PORT OF SPAIN, Trinidad CMC – Former Guyana president Bharrat Jagdeo Monday, blamed Caribbean Community (CARICOM) leaders for not doing enough to deal with the declining agricultural production in the region as well as the impact of climate change.

Addressing the launch of the Faculties of Food and Agriculture and Science and Technology at the St. Augustine campus of the University of the West Indies, Jagdeo, who once had a regional agricultural plan named after him, said only three CARICOM countries have agriculture contributing more than 10 percent of their gross domestic product (GDP).

The Caribbean has a food import bill of four billion US dollars and Jagdeo also noted there was a decline in the budgetary allocation for agriculture in regional countries and that employment opportunities in the sector had also declined.

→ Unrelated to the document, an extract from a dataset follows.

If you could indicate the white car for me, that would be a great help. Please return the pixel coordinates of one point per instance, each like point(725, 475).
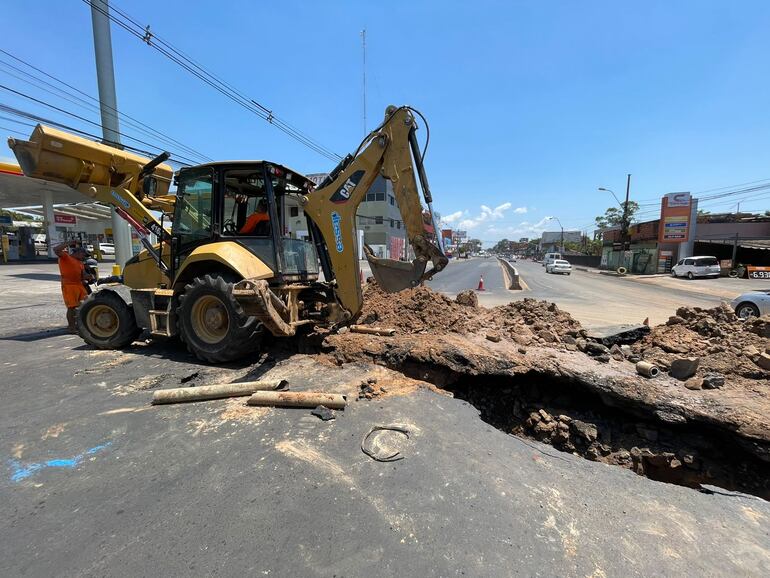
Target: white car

Jagdeo told the launch, clearly something must be wrong if there can be much academic success and achievement at the university and not get  the policy makers to focus on the issue, adding that something must be done urgently to give agriculture the priority it needs.

“There isn’t a sense of urgency and that is what we need today, a sense of urgency among our policy makers.

“Maybe we should have term limits for the entire Caribbean. And then policy makers may know that you only have a small period to achieve what you (they) want to,” said Jagdeo, who was barred by the Guyana constitution from seeking a third consecutive term in office.

The former Guyana president said the region was also not meeting the international requirements to deal with the issue of climate change and that regional leaders have not done what is required to address the issue.

“We have been struggling in CARICOM to get this issue on the agenda for ages and for our leaders to pay attention to the existential threat that it poses for our region and the threat that it poses for our way of life and social welfare and economic development.

“Yet we can only respond  and we seem to develop a sense of urgency only when we are struck with a hurricane and for two months after that every leader talks about climate change and then we forget it,” he said, adding that the “same thing has happened in the area of agriculture”.

Jagdeo noted that in 2008 when there were significant price increases in commodities globally, every regional leader accepted that it was a political issue and there was some urgency in dealing with the matter.

But he said when the prices abated “we lost interest again”.